The US secretary of state, Mike Pompeo, claimed on Sunday there is “enormous evidence” the coronavirus outbreak originated in a Chinese laboratory – but did not provide any of the alleged evidence.
Pompeo’s claims, made in an interview with ABC’s This Week, represented an escalation in rhetoric. He had previously said the US was looking into the possibility the virus came from a lab in Wuhan, China.
On Sunday, Pompeo said: “There is enormous evidence that that’s where this began,” later adding: “I can tell you that there is a significant amount of evidence that this came from that laboratory in Wuhan.”
At one point, the secretary of state appeared confused over whether he was claiming the Sars-CoV-2 virus (which causes the Covid-19 disease) was deliberately engineered or escaped as the result of a lab accident.

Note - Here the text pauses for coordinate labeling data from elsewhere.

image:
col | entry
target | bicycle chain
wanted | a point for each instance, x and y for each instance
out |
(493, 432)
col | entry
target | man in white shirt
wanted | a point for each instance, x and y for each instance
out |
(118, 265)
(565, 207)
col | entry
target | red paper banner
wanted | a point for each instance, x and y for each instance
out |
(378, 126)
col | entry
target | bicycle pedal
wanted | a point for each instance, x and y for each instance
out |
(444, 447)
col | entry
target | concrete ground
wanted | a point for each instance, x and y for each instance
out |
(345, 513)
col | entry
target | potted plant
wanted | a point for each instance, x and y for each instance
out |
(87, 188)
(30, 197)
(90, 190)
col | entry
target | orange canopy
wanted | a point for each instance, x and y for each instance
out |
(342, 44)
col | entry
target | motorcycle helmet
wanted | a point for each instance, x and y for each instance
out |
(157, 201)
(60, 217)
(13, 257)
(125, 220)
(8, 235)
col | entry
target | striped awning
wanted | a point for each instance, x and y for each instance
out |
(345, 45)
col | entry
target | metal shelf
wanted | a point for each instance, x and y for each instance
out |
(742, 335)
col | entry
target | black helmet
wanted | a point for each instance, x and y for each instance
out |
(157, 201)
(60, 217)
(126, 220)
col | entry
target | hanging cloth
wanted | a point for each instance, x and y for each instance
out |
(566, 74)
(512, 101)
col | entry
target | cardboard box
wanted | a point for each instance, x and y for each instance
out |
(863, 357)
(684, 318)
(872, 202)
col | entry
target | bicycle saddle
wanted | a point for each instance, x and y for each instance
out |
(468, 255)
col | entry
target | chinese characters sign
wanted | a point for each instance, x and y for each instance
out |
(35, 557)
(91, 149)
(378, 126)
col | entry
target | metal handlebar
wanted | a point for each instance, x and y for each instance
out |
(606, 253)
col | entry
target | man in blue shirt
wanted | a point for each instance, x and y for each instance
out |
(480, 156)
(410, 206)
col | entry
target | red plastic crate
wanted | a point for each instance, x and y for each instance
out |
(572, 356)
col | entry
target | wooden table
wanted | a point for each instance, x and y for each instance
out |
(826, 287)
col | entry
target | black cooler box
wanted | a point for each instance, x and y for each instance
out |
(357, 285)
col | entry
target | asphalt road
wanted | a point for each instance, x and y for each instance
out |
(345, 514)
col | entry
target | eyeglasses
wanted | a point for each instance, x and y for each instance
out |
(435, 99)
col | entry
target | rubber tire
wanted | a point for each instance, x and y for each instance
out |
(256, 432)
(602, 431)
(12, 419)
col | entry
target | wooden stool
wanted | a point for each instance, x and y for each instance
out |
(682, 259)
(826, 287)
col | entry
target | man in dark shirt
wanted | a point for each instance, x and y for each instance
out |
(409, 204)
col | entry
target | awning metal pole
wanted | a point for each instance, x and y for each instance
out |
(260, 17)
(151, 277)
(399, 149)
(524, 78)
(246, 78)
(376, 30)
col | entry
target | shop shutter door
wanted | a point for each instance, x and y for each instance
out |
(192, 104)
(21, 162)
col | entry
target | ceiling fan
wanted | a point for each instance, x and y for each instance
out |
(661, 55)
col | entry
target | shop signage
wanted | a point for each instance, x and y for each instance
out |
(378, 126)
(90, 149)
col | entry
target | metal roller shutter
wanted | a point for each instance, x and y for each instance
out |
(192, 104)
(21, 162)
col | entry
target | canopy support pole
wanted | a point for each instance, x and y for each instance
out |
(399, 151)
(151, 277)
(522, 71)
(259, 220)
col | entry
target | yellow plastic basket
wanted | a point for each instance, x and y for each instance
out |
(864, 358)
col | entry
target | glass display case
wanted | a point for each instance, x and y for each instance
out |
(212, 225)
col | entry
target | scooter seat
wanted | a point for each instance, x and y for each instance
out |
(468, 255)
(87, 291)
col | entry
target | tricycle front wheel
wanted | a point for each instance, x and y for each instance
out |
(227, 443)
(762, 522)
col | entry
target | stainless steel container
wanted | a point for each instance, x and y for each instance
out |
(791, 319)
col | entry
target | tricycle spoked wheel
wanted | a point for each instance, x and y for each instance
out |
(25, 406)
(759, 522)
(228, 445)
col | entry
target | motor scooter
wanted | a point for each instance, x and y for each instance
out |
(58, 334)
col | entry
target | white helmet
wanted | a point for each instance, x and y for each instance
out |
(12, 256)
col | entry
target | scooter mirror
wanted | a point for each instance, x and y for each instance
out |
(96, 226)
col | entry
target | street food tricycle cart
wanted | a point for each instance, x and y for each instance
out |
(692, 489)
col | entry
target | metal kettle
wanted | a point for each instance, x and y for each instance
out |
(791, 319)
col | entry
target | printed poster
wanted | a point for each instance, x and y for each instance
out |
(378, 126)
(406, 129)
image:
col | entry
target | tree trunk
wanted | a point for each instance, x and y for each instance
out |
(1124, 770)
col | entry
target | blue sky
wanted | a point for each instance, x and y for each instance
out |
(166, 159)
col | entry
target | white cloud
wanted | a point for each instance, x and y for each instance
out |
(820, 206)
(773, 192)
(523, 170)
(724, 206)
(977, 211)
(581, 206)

“Look, the best experts so far seem to think it was manmade. I have no reason to disbelieve that at this point,” he said.
But when he was reminded that US intelligence had issued a formal statement noting the opposite – that the scientific consensus was that the virus was not manmade or genetically modified – Pompeo replied: “That’s right. I agree with that.”
Donald Trump made a similar unsupported claim on Thursday, saying he was privy to evidence of the pandemic began in a Chinese lab but was not permitted to share it.